Devoxx - Day 1

Some of us ConSol Labs guys enter this year’s Devoxx, the largest
Java conference in Europe. You can expect some blogging about the
state of Java, the newest trends and cool stuff in general out there
for this week.

The first two days of Devoxx are the University Days with talks
covering some topic in depth within 3 hours. The organization is
perfect for a conference of this size (3000+ attendees). But the great
rush will start on Wednesday, when the “real” conference is
starting. These two days are a good chance for warming up, with some
in-depth treatment on various topics.

Productive Programmer (Neal Ford)

In this talk, Neal Ford from Thought Works gives some insights for
best programming practices, approaching it from various angles. This
three hour presentation was divided into two parts: First Neal
shows some Mechanics for increased productivity, after the break he
showed 10 real work themes he encountered in his daily work.
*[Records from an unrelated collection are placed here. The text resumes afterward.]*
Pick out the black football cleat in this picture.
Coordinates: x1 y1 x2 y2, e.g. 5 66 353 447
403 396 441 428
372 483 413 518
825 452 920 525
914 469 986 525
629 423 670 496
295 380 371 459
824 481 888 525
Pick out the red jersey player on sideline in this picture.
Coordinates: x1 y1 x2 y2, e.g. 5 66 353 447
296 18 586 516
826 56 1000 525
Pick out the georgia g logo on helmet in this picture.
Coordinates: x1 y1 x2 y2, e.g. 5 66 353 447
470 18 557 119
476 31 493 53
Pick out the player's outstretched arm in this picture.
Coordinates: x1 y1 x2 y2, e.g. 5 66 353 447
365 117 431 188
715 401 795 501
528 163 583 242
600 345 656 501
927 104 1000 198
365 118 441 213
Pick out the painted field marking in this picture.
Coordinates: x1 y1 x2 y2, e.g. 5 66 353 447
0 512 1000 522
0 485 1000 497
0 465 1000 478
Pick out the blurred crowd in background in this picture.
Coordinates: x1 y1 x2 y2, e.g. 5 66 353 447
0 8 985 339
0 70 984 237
The Mechanics parts focussed on four themes: Acceleration, Focus,
Canonicality and Automation. Most of this came out of his book The
Productive Programmer
with quite a bunch of very concrete hints
ranging from tool support to recommendation how to arrange one’s
environment.

My favourite (because new to me) snippets were:

  • Key promoter plugin
    for IntelliJ IDEA which popups with the key shortcut as soon as you
    use the equivalent menu item. It can be even configured to forbid
    using the menu usage if there is there is a shortcut for it and the
    user was notified a certain time. A rigourous approach for sure, but
    I think it helps you in thinking in shortcuts.

  • Plugins for Windows
    Explorer
    and OS
    X Finder
    for blending in a
    command line window.

  • Use Screen dimmers for avoiding to let the flow go away, e.g.
    Jedi
    concentrate

    for Windows.

  • Switch off baloon tipps on Windows. Use the registry or Tweak UI.

  • Selenium IDE is
    not only good for end user testing but also for debugging. Since
    bugs usually occur in the middle of a web application, a certain
    amount of repeating steps are necessary to reach it. Use Selenium
    IDE to record it onces, and replay it as often as the bug is
    fixes. Selenium scripts are also good for reproducing bugs reported
    by the QA department.

In second part Neal talked about best practice collected from real
world experiences. This was a rather entertaining collection of
experiences, with short anecdotes like the angry Monkey experiment (from Dave
Thomas) and cargo cults. Very good start for this year’s Devoxx.

MongoDB (Alvin Richards)

This three hour crash-course on MongoDB started with the basics on
MongoDB, a NoSQL DB implemented in C++. It
is a document style database with consiciously abandons joins and
transactions. This way, scaling can easily be done by replication and
sharding without much synchronisation overead. All this is done
transparently for the application developer. Documents are formulated
in JSON and can be arbitrary complex. One of the nicest feature is,
that MongoDB’s “schema” can be changed dynamically on the fly. There
are many other functional aspects, which were shortly explained:

  • Map-Reduce on the DB layer
  • Indexing
  • Sophisticated queries including support for regular expressions,
  • Single document inheritance
  • Many-Many relationships
  • findAndModify for atomic identifaction and update of documents.
  • Monitoring support for Munin, Nagios and Cacti
  • Fine grained durability options, selectable on the application
    level.
  • slaveDelay for letting slaves be updated a fixed delayed later,
    which helps in disaster recovery when an application or human does
    stupid things.
  • Java bindings, either raw on a basic level or via Morphia with a
    JPA like interface.

Conclusion: If you need to persist large data sets with the
opportunity for horizontal scaling and if you don’t need hard
transaction support, MongoDB seems to be a valuable alternative to the
traditional RDBMS approach.

VisualVM (Jaroslav Bachorik)

This thirty minute talks gives a crash-course on programming plugins
for VisualVM, which is based on the
Netbeans RCP. Free-style demo without savety net, but at the end
Jaroslav managed to get the plugin running, which visualized the CPU
frequency of a local linux box. I think, a VisualVM plugin for
Jolokia would be a nice addition to the
portfolio and this shouldn’t be that hard.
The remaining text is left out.